Compression of the nerve roots is dependent upon the effective space available within the neural foramina, the osseous structures surrounding the neural foramina, and the tethering effects of the intraspinal and extraspinal ligaments. Posterolateral disc herniations can impinge on the lumbar dorsal root, which then initiates electrical discharges for as long as 25 minutes after the mechanical stimulus has been removed. Radiculopathy can be produced by either biochemical or mechanic stimulation of a swollen, stretched, or compressed nerve root. Approximately 3% to 12% of all lumbar disc herniations occur laterally and extend into or beyond the foraminal zone; in this setting, the patients will complain of sudden and severe radicular pain, often with dysesthesia. On the other hand, discogenic pain resulting from a central disc bulge or herniation stimulates several lumbar tissues such as the outer layer of the annulus fibrosus or PLL. Clinically, this is manifested as central low back pain without any radicular symptoms.

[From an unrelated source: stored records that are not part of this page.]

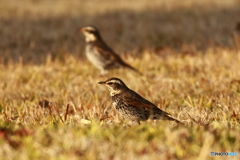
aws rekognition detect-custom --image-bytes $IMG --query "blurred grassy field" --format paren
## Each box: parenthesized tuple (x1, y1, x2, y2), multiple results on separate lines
(0, 0, 240, 160)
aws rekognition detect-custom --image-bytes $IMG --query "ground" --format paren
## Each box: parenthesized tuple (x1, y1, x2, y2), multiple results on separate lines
(0, 0, 240, 160)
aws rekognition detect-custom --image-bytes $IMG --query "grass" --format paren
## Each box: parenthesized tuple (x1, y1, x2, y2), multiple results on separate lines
(0, 0, 240, 160)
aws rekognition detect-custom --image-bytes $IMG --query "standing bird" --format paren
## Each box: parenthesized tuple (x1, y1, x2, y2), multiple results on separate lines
(80, 26, 142, 75)
(98, 77, 180, 124)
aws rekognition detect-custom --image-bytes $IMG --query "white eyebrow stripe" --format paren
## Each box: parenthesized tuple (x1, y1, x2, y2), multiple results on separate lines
(85, 26, 96, 32)
(108, 79, 122, 84)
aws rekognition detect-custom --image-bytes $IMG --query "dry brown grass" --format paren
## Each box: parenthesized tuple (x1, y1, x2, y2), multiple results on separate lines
(0, 0, 240, 160)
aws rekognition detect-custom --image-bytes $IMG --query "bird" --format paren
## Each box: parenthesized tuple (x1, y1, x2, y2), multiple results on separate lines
(80, 26, 142, 75)
(98, 77, 181, 124)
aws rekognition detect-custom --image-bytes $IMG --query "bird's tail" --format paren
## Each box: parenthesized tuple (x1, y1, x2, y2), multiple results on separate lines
(121, 61, 143, 75)
(161, 113, 182, 124)
(167, 116, 181, 124)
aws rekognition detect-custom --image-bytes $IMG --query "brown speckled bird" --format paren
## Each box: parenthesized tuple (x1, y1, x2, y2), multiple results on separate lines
(98, 77, 180, 124)
(80, 26, 141, 75)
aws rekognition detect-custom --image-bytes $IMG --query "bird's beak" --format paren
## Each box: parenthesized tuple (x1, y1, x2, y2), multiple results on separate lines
(76, 27, 85, 33)
(98, 81, 106, 85)
(80, 27, 85, 32)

The facet, or zygapophysial, joints consist of two arthrodial joints superiorly and inferiorly, each lined with synovium, lubricated by synovial fluid, and contained within a joint capsule. These synovial joints enhance spinal stability and flexibility. In the upper part of the lumbar spine (L1-L3), the facet planes lie in a generally vertical sagittal plane and permit flexion and extension but prevent lateral flexion or bending in the lordotic curve. The lumbosacral facet joints at the level of L5-S1 depart the farthest from the sagittal plane, allowing some rotation of the lower part of the lumbar spine. With slight forward flexion, the facets of the other lumbar vertebrae separate and permit a modest degree of lateral movement and rotation. Facet loading, if of a repetitive nature, may play a role in the degeneration of the facet joint. After repeated wear and tear, these joints are susceptible to osteoarthritis and associated synovial cyst formation. Hypertrophic facet joints or cysts can encroach on the spinal canal or the intervertebral foramina and contribute to the development of central spinal or foraminal stenosis.

A problem-focused pain history should include onset, location, intensity (e.g., pain scale 0 to 10), characteristics (achy, spasmodic, stabbing, burning, shooting, etc.), and duration plus aggravating and alleviating factors. The essential purpose in the initial evaluation is to differentiate patients with serious underlying pathology from those with mild problems.